Nov 29, 2017 | Press Releases | 0 comments

29 NOVEMBER 2017

ENHANCED ROLE FOR MEMBER STATES HAS POSITIVES BUT ALSO RISKS

ICSA president Patrick Kent has welcomed the communication from the Commission on the future CAP saying it represented “an ambitious vision of the role of the Common Agricultural Policy while recognising that fair income for farmers and generational renewal had to be at the heart of it.”

However, Mr Kent said that the communication was under the shadow of uncertainty around the budget for the CAP post 2020. “Unless there is more CAP funding, it is pointless being more ambitious.”

Regarding plans to give member states more flexibility around the design of individual CAP programmes, Mr Kent said that while there were potential attractions to this strategy he would be worried that some member states would go over the top in terms of regulations and implementation in a way that would disadvantage their farmers compared to other member states’ farmers. “ICSA would also be worried that the drafting of individual member state CAP programmes could get bogged down in endless tic-taccing between the Department and Commission, leading to delayed payments and potentially unforeseen penalties afterwards in EU audits.”

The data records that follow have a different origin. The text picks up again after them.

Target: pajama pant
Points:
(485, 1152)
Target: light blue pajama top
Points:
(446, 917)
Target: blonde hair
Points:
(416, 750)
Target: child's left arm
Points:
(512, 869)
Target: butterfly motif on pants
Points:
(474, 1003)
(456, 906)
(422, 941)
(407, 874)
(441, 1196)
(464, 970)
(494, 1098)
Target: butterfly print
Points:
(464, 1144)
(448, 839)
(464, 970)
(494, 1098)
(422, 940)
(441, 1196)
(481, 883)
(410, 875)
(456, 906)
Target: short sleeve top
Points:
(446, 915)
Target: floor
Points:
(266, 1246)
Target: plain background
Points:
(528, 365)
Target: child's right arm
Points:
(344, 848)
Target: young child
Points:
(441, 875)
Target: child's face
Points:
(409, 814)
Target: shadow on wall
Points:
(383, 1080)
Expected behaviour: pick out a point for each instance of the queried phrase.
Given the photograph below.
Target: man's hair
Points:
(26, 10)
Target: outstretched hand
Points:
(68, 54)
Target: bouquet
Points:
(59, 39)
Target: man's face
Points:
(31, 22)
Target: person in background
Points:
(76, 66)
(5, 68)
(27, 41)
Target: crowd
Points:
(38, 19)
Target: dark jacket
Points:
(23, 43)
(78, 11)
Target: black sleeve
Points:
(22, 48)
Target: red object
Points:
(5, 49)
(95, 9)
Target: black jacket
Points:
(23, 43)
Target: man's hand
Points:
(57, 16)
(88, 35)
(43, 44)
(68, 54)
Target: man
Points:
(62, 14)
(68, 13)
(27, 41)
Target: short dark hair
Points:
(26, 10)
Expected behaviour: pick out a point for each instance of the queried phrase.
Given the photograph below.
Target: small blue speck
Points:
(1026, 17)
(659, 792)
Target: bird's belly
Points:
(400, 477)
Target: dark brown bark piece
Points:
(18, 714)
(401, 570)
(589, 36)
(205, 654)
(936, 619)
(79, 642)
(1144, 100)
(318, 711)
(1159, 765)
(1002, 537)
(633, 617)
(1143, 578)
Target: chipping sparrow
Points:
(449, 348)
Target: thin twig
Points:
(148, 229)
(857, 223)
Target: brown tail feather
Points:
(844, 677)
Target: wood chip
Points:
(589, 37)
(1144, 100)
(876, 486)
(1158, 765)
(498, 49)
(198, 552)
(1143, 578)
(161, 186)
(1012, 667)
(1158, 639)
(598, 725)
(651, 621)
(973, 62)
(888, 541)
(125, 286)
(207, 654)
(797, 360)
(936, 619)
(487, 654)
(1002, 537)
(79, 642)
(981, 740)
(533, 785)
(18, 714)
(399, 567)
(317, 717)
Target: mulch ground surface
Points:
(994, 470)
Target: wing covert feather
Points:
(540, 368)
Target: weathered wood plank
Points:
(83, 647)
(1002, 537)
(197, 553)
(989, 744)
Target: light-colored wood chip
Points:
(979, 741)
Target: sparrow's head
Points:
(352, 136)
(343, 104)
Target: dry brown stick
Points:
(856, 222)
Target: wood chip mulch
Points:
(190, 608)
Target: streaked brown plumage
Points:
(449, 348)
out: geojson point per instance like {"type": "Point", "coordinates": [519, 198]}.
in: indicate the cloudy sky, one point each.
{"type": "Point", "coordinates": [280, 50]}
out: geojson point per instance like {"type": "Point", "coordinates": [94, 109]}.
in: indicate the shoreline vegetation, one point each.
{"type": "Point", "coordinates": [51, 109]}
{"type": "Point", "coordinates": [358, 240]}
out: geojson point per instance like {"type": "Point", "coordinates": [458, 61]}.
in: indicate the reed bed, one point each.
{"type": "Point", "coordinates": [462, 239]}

“However, on the upside this might be the opportunity to solve previously intractable problems like land eligibility payments on the basis that the EU should not be dictating whether a bit of farm roadway should be eligible or not. Even more significant might be the possibility to devise a better scheme for suckler or sheep farmers but of course, the downside to that might be that France, for example, might outdo us leaving their suckler or sheep farmers way more competitive. This could have unforeseen consequences in terms of who ends up exporting weanlings to Italy or Turkey.”

Mr Kent welcomed the fact that capping payments was on the agenda and expressed the hope that a realistic cap would be in place across Europe with a view to ensuring that large scale operations, including factory controlled or owned feedlots could not continue to get six figure sums from the CAP. “It is unacceptable that farmers get tarnished and the reputation of the CAP undermined because of a tiny minority of cases getting huge payments. Instead, we need to deliver better payments to professional, family sized farms and in this regard, the reference to units in the 5-250 Ha bracket is welcome.”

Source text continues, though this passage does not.